Over the course of MLK weekend, Allison Joseph, an award winning-poet, professor and editor, ran a poetry workshop for GC students. In this workshop, Joseph covered everything from the purpose of poetry and rhythm rhyme to how repetition leads to buried truths.
Joseph was raised in Toronto and the Bronx. Her parents are of Caribbean origin, and she was born in London, England. Allison earned a B.A. from Kenyon College and an MFA from Indiana University. Next fall, Joseph will move into her 30th year of teaching English at Southern Illinois University Carbondale.Joseph has released eight full-length poetry collections, six chapbook collections and three anthology publications. Since 2001, Joseph has been a co-founder and editor-in-chief of the Crab Orchard Review which she started in 1995 with her late husband, the poet Jon Tribble. She is also the founder and publisher of the No Chair Press as well as founder and director of the Young Writers Workshop which Joseph started in 1999 at SIUC.
Joseph offered insight into her motivation for leading these kinds of workshops.
“It really is gratifying to see people make realizations about what they can do with language,” Joseph said.
In many ways, Joseph feels as though she was meant to be a poet. She is someone who enjoys language and is knowledgeable about it.
“I’m glad that I made a go of it,” Joseph said.
More specifically, the workshop contained concepts like “what is poetry and why do we still write it,” descriptions of Arts Poetica and odes, the importance of rhythm as a life force in poetry and rhyme as a creative commitment. In addition, the workshop included work with sonnets, repetition and refrains. With a focus on repetition, the class wrote villanelles as a passage of being a truth teller using repeated lines.
Joseph’s poetry workshop inspired younger writers at GC to experiment with poetry.

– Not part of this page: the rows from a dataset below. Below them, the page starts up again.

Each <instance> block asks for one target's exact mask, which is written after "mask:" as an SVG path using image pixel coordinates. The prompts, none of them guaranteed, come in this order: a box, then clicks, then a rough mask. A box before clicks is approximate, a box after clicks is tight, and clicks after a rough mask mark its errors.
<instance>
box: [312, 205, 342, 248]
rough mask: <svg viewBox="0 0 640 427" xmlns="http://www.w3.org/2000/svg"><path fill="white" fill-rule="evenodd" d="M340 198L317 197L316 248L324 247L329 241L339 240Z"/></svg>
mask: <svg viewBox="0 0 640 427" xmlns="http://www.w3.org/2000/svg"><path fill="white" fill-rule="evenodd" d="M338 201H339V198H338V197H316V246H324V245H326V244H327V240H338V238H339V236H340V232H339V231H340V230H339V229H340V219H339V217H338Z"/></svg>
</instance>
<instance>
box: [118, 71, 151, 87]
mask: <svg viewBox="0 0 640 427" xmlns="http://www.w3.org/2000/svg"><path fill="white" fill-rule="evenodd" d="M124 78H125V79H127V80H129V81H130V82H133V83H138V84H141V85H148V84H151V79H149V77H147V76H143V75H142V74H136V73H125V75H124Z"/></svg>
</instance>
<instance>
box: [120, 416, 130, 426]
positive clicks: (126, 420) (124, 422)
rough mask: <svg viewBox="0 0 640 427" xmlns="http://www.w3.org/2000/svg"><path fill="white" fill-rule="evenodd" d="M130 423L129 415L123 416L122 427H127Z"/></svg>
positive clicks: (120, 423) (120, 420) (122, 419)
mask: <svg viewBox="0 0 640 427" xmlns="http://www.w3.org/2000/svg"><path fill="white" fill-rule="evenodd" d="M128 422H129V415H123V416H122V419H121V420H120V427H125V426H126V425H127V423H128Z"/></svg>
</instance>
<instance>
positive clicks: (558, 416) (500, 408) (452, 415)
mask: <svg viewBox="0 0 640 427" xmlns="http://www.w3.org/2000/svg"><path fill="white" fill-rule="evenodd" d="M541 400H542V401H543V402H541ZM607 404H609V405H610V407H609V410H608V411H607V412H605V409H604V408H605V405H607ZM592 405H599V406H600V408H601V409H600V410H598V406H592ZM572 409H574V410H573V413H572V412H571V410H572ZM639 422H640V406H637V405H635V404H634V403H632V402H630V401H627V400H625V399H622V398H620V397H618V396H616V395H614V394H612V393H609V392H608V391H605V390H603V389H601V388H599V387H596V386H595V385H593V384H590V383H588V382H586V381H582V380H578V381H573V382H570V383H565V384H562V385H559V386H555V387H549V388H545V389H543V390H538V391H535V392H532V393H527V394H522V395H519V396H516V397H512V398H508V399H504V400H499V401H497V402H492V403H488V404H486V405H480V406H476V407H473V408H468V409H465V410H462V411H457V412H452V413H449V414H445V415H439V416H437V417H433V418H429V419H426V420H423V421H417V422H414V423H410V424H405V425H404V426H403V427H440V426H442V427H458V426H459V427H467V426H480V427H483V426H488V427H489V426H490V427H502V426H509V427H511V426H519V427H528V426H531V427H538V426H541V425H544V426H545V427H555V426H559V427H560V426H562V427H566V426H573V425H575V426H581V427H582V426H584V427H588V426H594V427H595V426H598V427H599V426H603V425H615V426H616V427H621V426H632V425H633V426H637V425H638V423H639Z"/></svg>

Shayne Wassell, a senior graphic design major, attended the workshop.
“I liked it. I got to learn things that I didn’t know before, especially with Odes. I didn’t know that there was a poetic form,” Wassell said. “I got comfortable writing sonnets. I was not comfortable writing them before.”
Eliza Alemán, a sophomore sustainability major, also attended the poetry workshop. “It was great,” she said. “It was informative and I liked the collaborative aspect of it.”
“I’m definitely an amateur poet, so learning all of the poetic forms was helpful. I’m also kind of now keeping in mind that it’s just helpful to have a formula.”
Joseph’s advice for Midwesterners: “There are so many opportunities for you to write your story and for it to be unique, it’s not like this is Hollywood or something.”